Configuration parameters

These are the parameters currently recognized by pocketsphinx.Config and pocketsphinx.Decoder along with their default values.

Config(*args, **kwargs)

Create a PocketSphinx configuration from keyword arguments described below. For example:

config = Config(hmm="path/to/things", dict="my.dict")

The same keyword arguments can also be passed directly to the constructor for pocketsphinx.Decoder.

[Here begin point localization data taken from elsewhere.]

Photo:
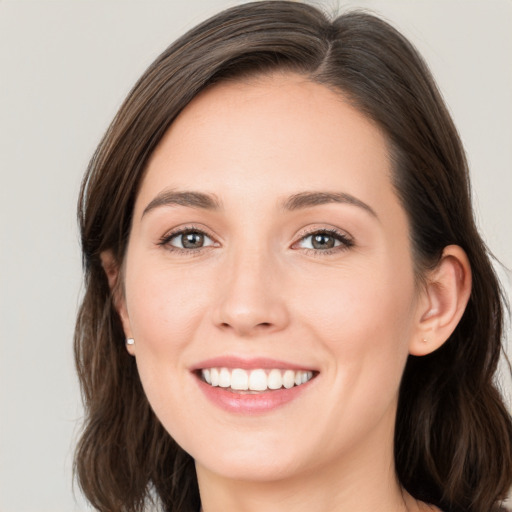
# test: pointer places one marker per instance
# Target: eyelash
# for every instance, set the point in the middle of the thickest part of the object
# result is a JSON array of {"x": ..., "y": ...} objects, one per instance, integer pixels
[{"x": 345, "y": 241}]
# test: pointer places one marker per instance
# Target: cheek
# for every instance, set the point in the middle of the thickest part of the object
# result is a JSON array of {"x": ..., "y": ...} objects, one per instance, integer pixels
[
  {"x": 164, "y": 305},
  {"x": 365, "y": 321}
]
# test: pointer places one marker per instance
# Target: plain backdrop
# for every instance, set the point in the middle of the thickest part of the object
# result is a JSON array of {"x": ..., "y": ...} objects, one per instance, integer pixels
[{"x": 65, "y": 67}]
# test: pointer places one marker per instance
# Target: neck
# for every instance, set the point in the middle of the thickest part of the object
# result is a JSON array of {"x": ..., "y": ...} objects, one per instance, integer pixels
[{"x": 359, "y": 481}]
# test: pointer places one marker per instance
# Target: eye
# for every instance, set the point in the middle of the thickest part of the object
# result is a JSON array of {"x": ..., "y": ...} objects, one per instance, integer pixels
[
  {"x": 188, "y": 239},
  {"x": 324, "y": 240}
]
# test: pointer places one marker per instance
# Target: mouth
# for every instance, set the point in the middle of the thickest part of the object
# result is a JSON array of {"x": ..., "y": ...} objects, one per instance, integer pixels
[{"x": 255, "y": 381}]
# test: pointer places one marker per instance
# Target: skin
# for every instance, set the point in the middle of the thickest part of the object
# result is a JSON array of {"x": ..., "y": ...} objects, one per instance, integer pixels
[{"x": 259, "y": 289}]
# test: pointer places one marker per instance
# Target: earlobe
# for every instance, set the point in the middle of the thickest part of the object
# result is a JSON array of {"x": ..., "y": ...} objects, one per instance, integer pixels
[
  {"x": 113, "y": 273},
  {"x": 444, "y": 300}
]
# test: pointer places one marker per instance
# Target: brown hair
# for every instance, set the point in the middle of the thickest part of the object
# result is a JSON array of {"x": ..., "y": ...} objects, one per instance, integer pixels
[{"x": 453, "y": 434}]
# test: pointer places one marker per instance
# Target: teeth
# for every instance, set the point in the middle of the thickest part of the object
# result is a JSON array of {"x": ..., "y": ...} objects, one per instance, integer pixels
[{"x": 255, "y": 380}]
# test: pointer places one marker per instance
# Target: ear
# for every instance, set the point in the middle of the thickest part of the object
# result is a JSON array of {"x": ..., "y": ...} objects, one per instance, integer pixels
[
  {"x": 443, "y": 301},
  {"x": 113, "y": 273}
]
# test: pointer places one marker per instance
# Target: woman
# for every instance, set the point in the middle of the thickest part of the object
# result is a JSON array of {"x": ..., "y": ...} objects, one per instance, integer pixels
[{"x": 287, "y": 305}]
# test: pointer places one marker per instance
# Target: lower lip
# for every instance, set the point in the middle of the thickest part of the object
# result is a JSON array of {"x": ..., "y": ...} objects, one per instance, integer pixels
[{"x": 246, "y": 403}]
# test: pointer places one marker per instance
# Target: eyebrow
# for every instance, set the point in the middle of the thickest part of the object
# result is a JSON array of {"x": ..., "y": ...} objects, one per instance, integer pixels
[
  {"x": 302, "y": 200},
  {"x": 183, "y": 198},
  {"x": 309, "y": 199}
]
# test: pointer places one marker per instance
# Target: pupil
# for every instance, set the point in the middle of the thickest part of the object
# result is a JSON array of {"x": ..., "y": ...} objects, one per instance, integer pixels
[
  {"x": 192, "y": 240},
  {"x": 323, "y": 242}
]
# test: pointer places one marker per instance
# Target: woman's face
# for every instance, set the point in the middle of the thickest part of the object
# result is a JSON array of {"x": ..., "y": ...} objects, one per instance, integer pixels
[{"x": 269, "y": 249}]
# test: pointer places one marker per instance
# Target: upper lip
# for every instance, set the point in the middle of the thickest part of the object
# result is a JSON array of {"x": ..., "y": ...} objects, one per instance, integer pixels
[{"x": 252, "y": 363}]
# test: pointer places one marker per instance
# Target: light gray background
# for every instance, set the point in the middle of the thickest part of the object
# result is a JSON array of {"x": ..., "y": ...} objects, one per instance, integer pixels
[{"x": 65, "y": 67}]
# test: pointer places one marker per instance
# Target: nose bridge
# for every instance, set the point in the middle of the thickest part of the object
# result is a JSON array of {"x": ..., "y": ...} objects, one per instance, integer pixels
[{"x": 250, "y": 300}]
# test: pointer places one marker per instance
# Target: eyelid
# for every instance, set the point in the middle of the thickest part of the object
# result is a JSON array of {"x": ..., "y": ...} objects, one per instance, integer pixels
[
  {"x": 346, "y": 240},
  {"x": 189, "y": 228}
]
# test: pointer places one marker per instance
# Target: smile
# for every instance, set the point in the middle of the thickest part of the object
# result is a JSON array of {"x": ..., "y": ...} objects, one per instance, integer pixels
[{"x": 257, "y": 380}]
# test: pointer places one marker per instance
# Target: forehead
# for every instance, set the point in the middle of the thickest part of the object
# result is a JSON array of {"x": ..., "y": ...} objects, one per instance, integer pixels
[{"x": 272, "y": 135}]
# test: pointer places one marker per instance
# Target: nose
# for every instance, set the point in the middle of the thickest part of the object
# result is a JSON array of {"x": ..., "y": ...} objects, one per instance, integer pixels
[{"x": 251, "y": 299}]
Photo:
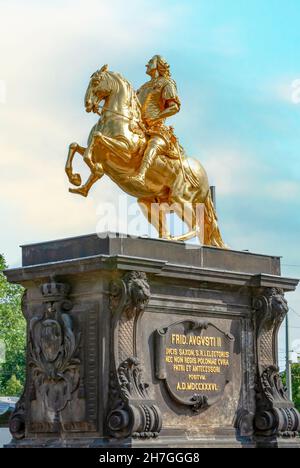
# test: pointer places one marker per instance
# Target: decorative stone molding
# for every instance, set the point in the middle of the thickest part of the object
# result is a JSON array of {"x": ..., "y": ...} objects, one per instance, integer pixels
[
  {"x": 275, "y": 414},
  {"x": 132, "y": 412}
]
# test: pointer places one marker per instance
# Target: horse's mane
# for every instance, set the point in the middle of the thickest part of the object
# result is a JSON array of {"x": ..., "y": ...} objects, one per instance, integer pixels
[{"x": 136, "y": 106}]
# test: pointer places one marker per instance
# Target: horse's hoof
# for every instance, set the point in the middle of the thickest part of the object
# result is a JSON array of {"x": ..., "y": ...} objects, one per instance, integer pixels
[
  {"x": 75, "y": 179},
  {"x": 82, "y": 192}
]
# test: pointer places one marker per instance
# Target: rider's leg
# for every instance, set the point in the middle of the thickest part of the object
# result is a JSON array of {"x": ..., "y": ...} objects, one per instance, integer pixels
[{"x": 155, "y": 146}]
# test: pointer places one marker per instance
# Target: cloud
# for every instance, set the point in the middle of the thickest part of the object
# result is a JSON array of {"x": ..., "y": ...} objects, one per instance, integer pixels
[
  {"x": 48, "y": 51},
  {"x": 232, "y": 172},
  {"x": 283, "y": 190}
]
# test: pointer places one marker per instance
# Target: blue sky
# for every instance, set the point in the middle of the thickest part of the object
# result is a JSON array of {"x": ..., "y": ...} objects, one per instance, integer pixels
[{"x": 234, "y": 62}]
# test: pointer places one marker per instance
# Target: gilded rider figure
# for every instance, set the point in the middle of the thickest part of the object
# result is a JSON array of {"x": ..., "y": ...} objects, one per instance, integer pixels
[{"x": 159, "y": 100}]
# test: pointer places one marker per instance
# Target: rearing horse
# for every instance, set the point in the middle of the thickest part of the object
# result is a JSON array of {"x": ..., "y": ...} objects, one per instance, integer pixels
[{"x": 115, "y": 147}]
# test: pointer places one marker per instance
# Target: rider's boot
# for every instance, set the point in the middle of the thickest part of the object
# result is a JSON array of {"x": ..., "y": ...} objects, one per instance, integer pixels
[{"x": 148, "y": 160}]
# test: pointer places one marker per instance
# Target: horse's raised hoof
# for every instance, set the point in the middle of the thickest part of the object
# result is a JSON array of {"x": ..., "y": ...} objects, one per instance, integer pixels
[
  {"x": 75, "y": 179},
  {"x": 81, "y": 191}
]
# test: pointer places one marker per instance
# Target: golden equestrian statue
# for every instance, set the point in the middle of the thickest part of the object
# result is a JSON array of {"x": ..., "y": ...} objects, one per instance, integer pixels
[{"x": 133, "y": 146}]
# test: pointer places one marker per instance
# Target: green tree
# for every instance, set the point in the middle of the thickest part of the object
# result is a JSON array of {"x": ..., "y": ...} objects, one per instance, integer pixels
[
  {"x": 12, "y": 334},
  {"x": 295, "y": 384}
]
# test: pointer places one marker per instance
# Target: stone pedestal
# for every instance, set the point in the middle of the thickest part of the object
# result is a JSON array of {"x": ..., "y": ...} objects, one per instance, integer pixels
[{"x": 150, "y": 343}]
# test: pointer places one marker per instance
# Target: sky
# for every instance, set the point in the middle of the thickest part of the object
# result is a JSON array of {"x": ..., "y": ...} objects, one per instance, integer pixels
[{"x": 236, "y": 64}]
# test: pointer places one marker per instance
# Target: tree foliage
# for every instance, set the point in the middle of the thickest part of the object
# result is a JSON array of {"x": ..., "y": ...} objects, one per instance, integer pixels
[{"x": 12, "y": 334}]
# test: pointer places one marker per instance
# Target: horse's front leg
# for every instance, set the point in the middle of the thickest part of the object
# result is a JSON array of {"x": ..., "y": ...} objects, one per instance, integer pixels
[
  {"x": 84, "y": 190},
  {"x": 74, "y": 148},
  {"x": 96, "y": 171}
]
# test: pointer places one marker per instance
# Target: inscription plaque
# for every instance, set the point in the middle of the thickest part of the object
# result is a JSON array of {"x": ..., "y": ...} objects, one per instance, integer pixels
[{"x": 195, "y": 360}]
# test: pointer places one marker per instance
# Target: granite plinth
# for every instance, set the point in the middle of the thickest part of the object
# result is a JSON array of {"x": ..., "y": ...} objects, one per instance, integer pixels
[{"x": 148, "y": 343}]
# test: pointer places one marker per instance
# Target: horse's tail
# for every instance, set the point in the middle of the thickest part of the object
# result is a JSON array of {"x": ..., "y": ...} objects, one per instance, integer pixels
[{"x": 212, "y": 234}]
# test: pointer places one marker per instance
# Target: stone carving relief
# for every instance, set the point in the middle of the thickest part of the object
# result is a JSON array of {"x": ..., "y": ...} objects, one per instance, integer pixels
[
  {"x": 275, "y": 414},
  {"x": 132, "y": 412}
]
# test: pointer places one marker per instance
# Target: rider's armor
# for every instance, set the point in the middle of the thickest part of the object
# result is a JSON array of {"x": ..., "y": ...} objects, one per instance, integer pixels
[{"x": 154, "y": 97}]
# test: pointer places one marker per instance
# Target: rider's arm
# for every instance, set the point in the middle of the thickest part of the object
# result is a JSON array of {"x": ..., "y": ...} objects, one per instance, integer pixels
[{"x": 172, "y": 107}]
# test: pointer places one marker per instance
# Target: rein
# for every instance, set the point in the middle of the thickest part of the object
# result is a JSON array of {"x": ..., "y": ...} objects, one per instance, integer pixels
[{"x": 115, "y": 112}]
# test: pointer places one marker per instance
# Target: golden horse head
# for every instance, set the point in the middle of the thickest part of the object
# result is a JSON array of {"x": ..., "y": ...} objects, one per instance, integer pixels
[{"x": 115, "y": 147}]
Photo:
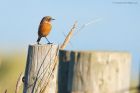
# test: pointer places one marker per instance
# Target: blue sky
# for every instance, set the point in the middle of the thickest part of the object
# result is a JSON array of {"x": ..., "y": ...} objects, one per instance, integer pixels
[{"x": 118, "y": 30}]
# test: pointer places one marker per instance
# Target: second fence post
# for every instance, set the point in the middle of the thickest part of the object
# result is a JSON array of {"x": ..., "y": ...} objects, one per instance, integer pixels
[
  {"x": 41, "y": 71},
  {"x": 94, "y": 72}
]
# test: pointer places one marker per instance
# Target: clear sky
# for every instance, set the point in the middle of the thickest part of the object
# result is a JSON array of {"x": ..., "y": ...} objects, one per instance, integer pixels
[{"x": 118, "y": 29}]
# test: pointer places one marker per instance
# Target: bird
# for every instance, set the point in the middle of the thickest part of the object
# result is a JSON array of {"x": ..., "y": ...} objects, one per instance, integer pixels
[{"x": 44, "y": 29}]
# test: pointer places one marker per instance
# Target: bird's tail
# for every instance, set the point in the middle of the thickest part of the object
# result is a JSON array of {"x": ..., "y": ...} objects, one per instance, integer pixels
[{"x": 38, "y": 40}]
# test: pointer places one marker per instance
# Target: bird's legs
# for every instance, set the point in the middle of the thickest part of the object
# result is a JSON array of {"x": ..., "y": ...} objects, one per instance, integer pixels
[{"x": 48, "y": 40}]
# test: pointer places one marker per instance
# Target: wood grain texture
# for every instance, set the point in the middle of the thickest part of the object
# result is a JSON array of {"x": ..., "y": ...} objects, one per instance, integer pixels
[
  {"x": 39, "y": 77},
  {"x": 93, "y": 72}
]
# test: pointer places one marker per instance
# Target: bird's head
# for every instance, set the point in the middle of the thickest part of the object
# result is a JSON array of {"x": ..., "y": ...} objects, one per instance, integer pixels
[{"x": 47, "y": 18}]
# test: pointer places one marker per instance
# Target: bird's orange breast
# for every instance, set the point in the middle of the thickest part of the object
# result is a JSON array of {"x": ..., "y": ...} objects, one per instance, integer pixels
[{"x": 44, "y": 29}]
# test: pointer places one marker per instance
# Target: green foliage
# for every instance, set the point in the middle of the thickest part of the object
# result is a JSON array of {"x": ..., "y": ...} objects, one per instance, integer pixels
[{"x": 11, "y": 67}]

Many parameters have default values. Also, when constructing a Config directly (as opposed to parsing JSON), hmm, lm, and dict are set to the default models (some kind of US English models of unknown origin + CMUDict). You can prevent this by passing None for any of these parameters, e.g.:

config = Config(lm=None)  # Do not load a language model

Decoder initialization will fail if more than one of lm, jsgf, fsg, keyphrase, kws, allphone, or lmctl are set in the configuration. To make life easier, and because there is no possible case in which you would do this intentionally, if you initialize a Decoder or Config with any of these (and not lm), the default lm value will be removed. This is not the case if you decide to set one of them in an existing Config, so in that case you must make sure to set lm to None:

config["jsgf"] = "spam_eggs_and_spam.gram"
config["lm"] = None
Keyword Arguments
  • hmm (str) – Directory containing acoustic model files.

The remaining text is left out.